Fig. 1: Overview of HiSplat. HiSplat constructs hierarchical 3D Gaussians which can better represent large-scale structures (more accurate location and less crack), and texture details (fewer artefacts and less blurriness).
Fig. 2: Framework of HiSplat. For simplicity, the situation with two input images is illustrated. HiSplat utilizes a shared U-Net backbone to extract different-scale features. With these features, three processing stages predict pixel-aligned Gaussian parameters with different scales, respectively. Error aware module and modulating fusion module perceive the errors in the early stages and guide the Gaussians in the later stages for compensation and repair. Finally, the fusing hierarchical Gaussians can reconstruct both the large-scale structure and texture details.
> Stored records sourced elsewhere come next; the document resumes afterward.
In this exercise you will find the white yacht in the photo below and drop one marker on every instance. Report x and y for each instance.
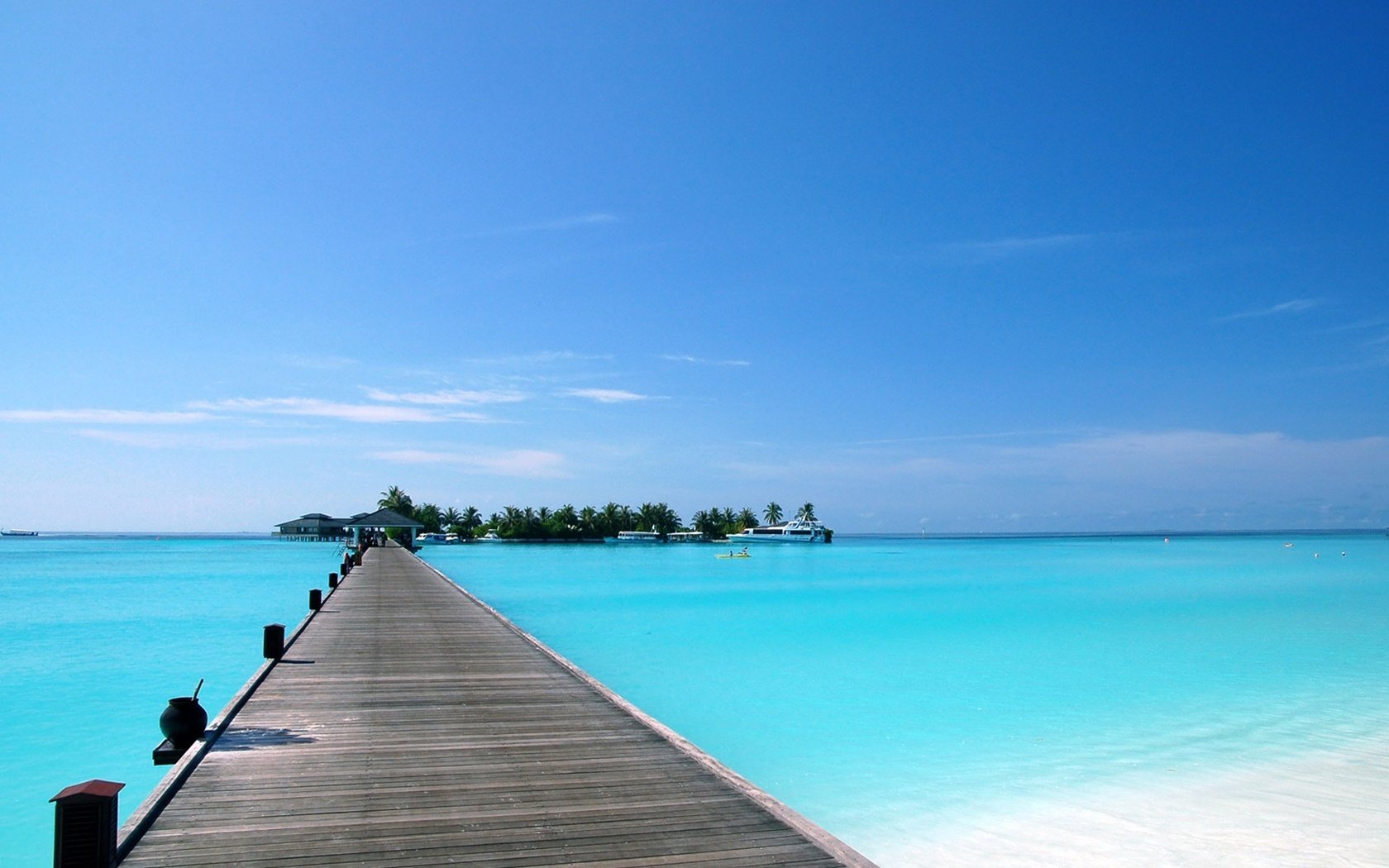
(795, 531)
(637, 537)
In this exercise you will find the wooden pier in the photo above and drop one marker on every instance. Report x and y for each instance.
(408, 724)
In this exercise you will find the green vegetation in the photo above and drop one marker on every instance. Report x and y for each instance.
(568, 522)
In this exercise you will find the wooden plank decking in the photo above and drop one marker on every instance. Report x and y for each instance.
(410, 725)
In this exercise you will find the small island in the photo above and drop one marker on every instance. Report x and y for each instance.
(570, 524)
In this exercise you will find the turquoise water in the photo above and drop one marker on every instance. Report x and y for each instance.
(890, 688)
(885, 688)
(100, 632)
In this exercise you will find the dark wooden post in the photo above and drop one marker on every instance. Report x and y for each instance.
(84, 825)
(274, 643)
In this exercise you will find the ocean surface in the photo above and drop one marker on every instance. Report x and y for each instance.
(96, 635)
(909, 694)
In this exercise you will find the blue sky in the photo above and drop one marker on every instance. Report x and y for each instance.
(950, 267)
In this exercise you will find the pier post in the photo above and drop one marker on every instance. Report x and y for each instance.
(84, 825)
(274, 642)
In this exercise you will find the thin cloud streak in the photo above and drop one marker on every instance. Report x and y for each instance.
(349, 413)
(1295, 306)
(165, 439)
(447, 396)
(104, 417)
(694, 360)
(606, 396)
(527, 463)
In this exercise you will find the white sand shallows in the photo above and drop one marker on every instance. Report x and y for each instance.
(1325, 808)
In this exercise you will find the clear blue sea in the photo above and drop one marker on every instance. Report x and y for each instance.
(884, 688)
(96, 633)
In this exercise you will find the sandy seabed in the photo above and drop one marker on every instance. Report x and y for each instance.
(1323, 808)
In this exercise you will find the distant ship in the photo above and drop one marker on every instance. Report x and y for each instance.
(639, 537)
(796, 531)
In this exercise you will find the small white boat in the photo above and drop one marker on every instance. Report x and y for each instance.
(795, 531)
(637, 537)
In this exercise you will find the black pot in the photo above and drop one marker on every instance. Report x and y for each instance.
(184, 721)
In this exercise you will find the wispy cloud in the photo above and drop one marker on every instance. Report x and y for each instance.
(528, 463)
(606, 396)
(447, 396)
(165, 439)
(334, 410)
(694, 360)
(578, 221)
(104, 417)
(1295, 306)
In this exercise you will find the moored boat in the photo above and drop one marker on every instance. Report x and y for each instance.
(637, 537)
(795, 531)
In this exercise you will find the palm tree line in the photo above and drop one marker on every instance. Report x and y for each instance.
(586, 522)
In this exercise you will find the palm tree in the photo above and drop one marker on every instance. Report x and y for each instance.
(612, 516)
(666, 520)
(470, 521)
(589, 521)
(396, 500)
(512, 520)
(700, 522)
(729, 518)
(429, 516)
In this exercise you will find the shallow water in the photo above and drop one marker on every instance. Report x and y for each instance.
(903, 694)
(100, 632)
(896, 690)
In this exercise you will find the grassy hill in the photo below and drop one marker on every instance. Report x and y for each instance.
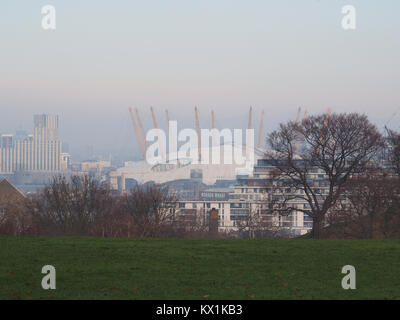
(95, 268)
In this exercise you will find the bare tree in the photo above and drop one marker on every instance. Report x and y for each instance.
(72, 206)
(150, 209)
(332, 150)
(393, 150)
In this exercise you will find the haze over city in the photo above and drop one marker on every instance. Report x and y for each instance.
(174, 55)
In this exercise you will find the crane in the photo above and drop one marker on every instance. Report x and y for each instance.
(160, 144)
(250, 117)
(198, 132)
(171, 135)
(323, 132)
(213, 127)
(260, 135)
(297, 146)
(143, 135)
(295, 127)
(137, 133)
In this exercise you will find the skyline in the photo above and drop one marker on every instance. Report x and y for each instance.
(223, 56)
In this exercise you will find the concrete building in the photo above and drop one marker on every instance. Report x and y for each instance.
(247, 205)
(38, 152)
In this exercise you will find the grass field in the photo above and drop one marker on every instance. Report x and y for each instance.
(94, 268)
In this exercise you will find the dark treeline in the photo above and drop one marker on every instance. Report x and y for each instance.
(83, 206)
(358, 195)
(359, 191)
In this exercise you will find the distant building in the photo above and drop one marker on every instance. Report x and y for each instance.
(9, 195)
(248, 202)
(95, 165)
(38, 152)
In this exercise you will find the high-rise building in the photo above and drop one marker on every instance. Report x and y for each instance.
(38, 152)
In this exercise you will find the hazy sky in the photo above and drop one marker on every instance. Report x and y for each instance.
(223, 54)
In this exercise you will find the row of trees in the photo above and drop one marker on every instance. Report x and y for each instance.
(83, 206)
(358, 193)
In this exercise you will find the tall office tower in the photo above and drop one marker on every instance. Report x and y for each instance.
(46, 126)
(38, 152)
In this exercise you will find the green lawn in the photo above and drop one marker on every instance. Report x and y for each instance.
(95, 268)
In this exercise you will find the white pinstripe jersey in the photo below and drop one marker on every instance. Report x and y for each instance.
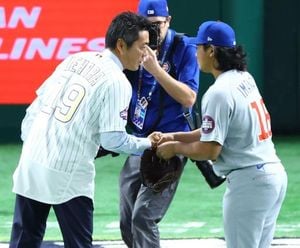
(235, 116)
(87, 94)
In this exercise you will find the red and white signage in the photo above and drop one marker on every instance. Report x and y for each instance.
(36, 35)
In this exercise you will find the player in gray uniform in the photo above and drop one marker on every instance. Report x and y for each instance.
(82, 105)
(236, 134)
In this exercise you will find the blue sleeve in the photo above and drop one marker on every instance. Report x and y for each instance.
(186, 64)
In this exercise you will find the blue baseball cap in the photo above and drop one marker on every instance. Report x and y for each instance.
(149, 8)
(215, 33)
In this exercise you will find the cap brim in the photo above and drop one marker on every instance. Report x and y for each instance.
(193, 40)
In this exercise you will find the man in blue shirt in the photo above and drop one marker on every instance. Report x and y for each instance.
(164, 88)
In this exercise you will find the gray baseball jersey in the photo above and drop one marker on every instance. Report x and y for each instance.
(234, 115)
(87, 94)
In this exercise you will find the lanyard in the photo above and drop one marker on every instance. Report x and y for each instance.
(167, 44)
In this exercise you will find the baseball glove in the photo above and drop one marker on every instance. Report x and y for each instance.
(103, 152)
(157, 173)
(208, 173)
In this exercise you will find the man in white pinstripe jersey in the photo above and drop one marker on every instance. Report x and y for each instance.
(81, 106)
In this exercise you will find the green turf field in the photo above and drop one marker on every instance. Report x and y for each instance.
(196, 211)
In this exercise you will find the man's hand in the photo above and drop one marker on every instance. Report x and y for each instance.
(166, 150)
(150, 62)
(155, 138)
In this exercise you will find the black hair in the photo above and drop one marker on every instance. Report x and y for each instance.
(125, 26)
(230, 58)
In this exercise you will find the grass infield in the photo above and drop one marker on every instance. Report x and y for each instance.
(196, 211)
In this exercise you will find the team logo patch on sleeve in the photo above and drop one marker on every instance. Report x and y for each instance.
(208, 124)
(124, 113)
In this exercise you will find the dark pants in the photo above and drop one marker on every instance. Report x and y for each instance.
(140, 208)
(75, 218)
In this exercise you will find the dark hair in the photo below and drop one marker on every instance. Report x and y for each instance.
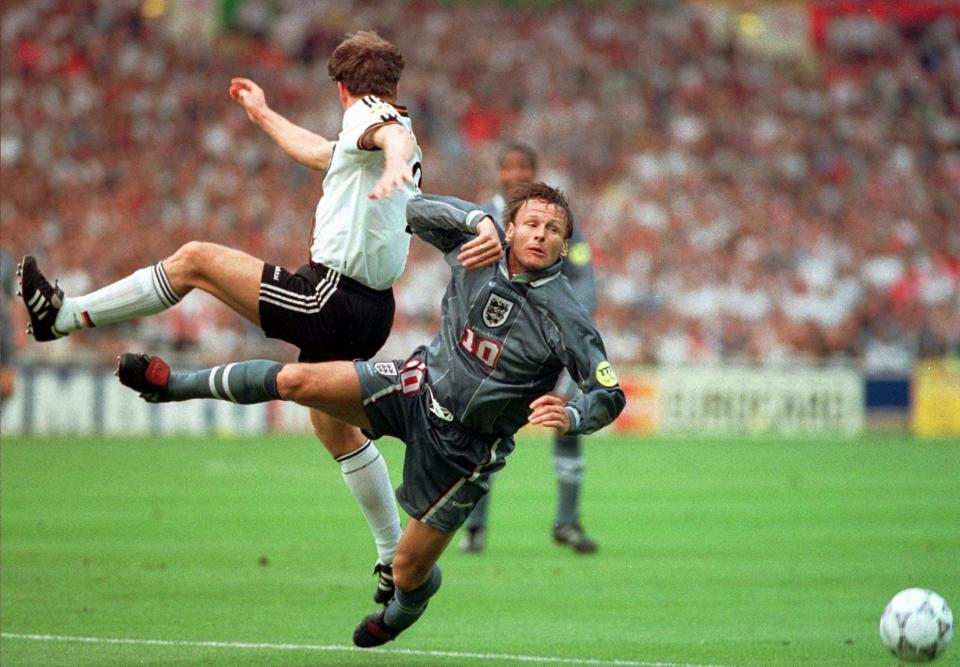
(367, 64)
(523, 149)
(524, 192)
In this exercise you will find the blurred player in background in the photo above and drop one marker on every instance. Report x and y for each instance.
(507, 333)
(518, 165)
(7, 288)
(340, 305)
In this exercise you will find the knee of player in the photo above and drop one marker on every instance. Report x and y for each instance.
(293, 382)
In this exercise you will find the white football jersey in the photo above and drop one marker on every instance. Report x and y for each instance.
(362, 238)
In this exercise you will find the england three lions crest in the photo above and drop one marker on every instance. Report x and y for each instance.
(497, 310)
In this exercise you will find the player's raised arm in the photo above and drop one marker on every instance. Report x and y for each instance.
(304, 146)
(398, 145)
(586, 360)
(444, 222)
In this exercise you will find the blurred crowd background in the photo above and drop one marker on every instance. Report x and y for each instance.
(741, 205)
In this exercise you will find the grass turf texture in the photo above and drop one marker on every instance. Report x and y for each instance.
(747, 552)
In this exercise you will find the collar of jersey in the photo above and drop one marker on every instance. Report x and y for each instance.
(532, 278)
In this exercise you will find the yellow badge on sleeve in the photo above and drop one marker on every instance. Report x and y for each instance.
(605, 374)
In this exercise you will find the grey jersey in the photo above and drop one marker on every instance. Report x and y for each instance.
(504, 341)
(577, 265)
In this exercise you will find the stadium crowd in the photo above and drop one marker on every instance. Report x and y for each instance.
(739, 208)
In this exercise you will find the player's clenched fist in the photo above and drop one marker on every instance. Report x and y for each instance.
(549, 411)
(250, 96)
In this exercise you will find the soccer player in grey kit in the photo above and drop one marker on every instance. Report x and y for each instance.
(507, 333)
(517, 165)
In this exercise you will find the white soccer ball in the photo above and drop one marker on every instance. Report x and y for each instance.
(917, 625)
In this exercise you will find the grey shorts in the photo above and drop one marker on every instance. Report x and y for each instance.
(446, 468)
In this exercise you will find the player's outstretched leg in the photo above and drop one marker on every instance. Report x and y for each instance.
(52, 315)
(569, 465)
(242, 382)
(402, 612)
(42, 299)
(474, 538)
(364, 471)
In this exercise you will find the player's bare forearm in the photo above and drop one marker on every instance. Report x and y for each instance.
(398, 145)
(304, 146)
(484, 250)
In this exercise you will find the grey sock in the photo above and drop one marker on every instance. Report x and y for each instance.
(569, 465)
(407, 606)
(244, 382)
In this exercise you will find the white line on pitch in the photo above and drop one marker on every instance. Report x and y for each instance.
(348, 649)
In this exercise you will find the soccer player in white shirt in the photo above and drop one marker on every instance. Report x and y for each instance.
(340, 305)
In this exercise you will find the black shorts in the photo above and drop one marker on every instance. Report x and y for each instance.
(327, 315)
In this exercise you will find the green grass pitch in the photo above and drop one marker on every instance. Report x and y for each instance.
(712, 552)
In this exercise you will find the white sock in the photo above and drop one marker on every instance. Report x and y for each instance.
(144, 292)
(366, 474)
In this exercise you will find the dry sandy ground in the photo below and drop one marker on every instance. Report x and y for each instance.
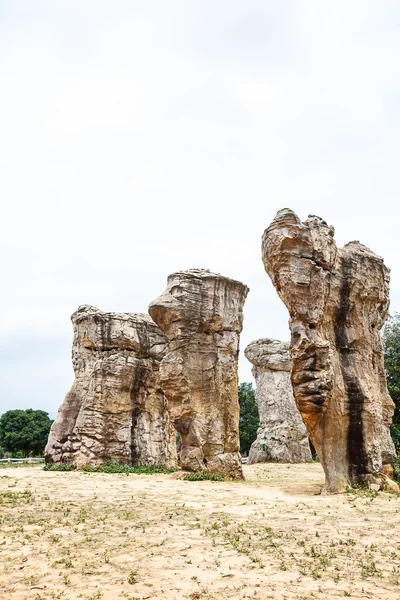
(94, 535)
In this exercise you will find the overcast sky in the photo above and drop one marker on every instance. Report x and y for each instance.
(142, 137)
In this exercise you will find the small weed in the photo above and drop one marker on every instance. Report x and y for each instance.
(203, 476)
(132, 579)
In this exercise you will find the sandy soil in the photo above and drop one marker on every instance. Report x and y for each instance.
(94, 535)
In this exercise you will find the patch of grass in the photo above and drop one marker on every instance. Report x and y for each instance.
(58, 467)
(112, 467)
(203, 476)
(132, 578)
(362, 490)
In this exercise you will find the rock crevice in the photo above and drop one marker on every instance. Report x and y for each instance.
(282, 435)
(201, 316)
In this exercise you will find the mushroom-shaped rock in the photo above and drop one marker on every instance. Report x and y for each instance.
(201, 316)
(282, 435)
(338, 301)
(116, 409)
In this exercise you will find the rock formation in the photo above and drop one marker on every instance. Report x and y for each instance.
(338, 301)
(115, 409)
(282, 435)
(201, 316)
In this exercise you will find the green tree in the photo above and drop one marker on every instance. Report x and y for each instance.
(249, 420)
(391, 340)
(24, 431)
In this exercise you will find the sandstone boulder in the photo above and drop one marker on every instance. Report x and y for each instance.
(282, 435)
(116, 409)
(201, 316)
(338, 301)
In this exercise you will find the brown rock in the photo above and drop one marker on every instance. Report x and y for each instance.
(115, 409)
(338, 302)
(201, 316)
(282, 435)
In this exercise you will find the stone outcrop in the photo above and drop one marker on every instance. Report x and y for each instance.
(201, 316)
(338, 301)
(116, 409)
(282, 435)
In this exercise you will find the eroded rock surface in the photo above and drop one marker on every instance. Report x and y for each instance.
(201, 316)
(282, 435)
(116, 409)
(338, 301)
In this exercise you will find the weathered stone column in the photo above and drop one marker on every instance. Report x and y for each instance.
(338, 302)
(282, 435)
(116, 409)
(201, 316)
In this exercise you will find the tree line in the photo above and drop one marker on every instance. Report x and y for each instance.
(25, 432)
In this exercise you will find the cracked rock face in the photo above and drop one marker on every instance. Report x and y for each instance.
(201, 316)
(116, 409)
(282, 435)
(338, 301)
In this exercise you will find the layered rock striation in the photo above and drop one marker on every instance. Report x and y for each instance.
(116, 409)
(338, 301)
(282, 435)
(201, 316)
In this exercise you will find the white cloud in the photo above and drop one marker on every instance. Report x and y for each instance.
(140, 138)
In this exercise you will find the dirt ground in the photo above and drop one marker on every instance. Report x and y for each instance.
(95, 535)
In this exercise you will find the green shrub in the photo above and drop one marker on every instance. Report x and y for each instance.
(59, 467)
(112, 467)
(203, 476)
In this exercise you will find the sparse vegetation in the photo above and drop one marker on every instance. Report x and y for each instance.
(203, 476)
(81, 536)
(112, 467)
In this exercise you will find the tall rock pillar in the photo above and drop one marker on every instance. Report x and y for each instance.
(116, 409)
(201, 316)
(282, 435)
(338, 301)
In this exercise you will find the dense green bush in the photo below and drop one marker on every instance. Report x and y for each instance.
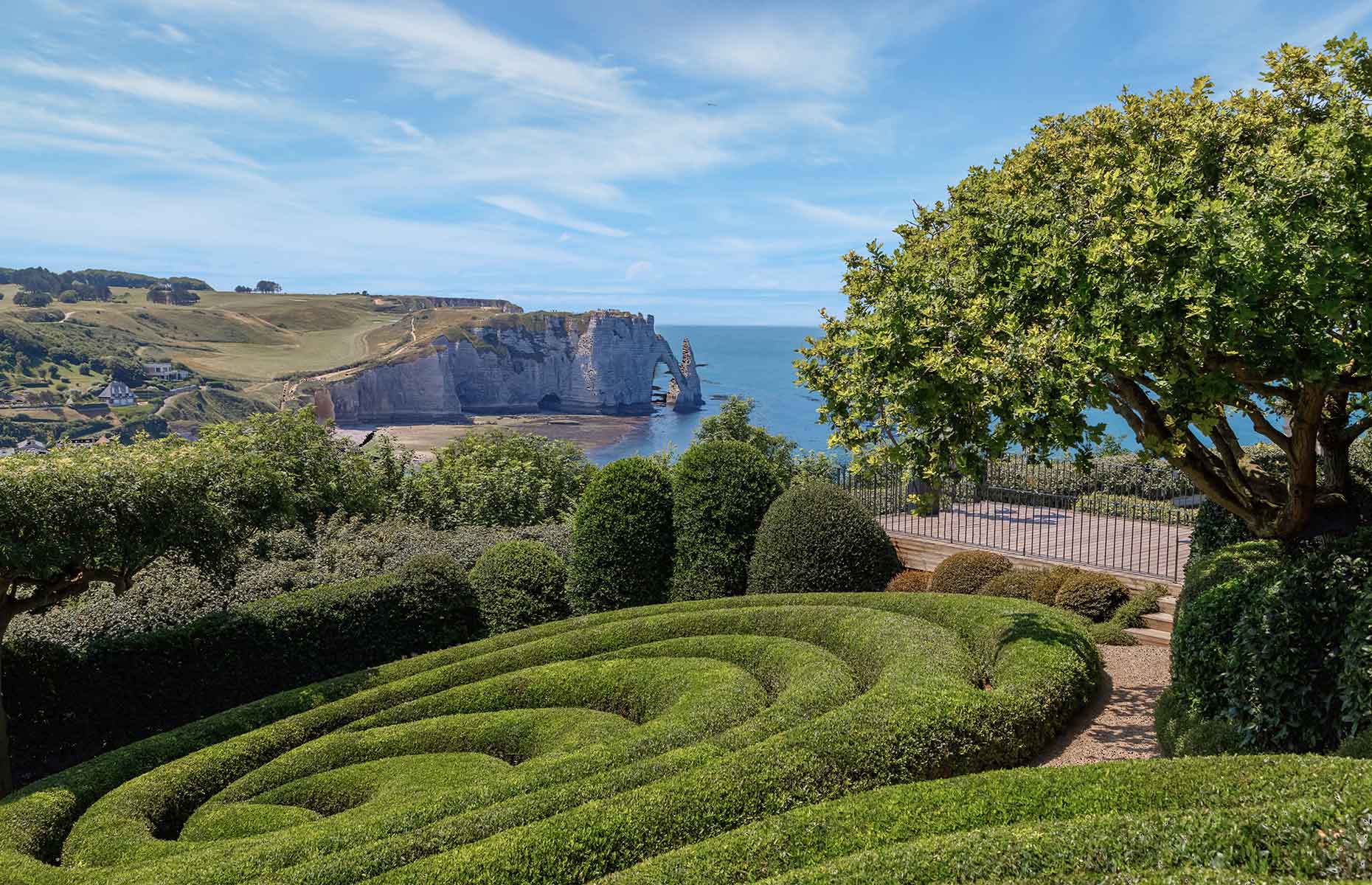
(1019, 583)
(1091, 594)
(572, 749)
(968, 571)
(519, 583)
(909, 580)
(69, 704)
(721, 491)
(623, 538)
(1276, 642)
(815, 538)
(499, 478)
Tab. 1: Evaluation on RealEstate10K and ACID. Compared with the previous NeRF-based and generalizable Gaussian-Splatting-based method, HiSplat can consistently obtain higher rendering quality of unseen views.
Tab. 2: Evaluation on cross-dataset generalization. We train models on RealEstate10K, and test them on object-centric dataset DTU, outdoor dataset ACID, and indoor dataset Replica in a zero-shot setting. Compared with previous methods, HiSplat can better handle various scenes with different distributions and scales.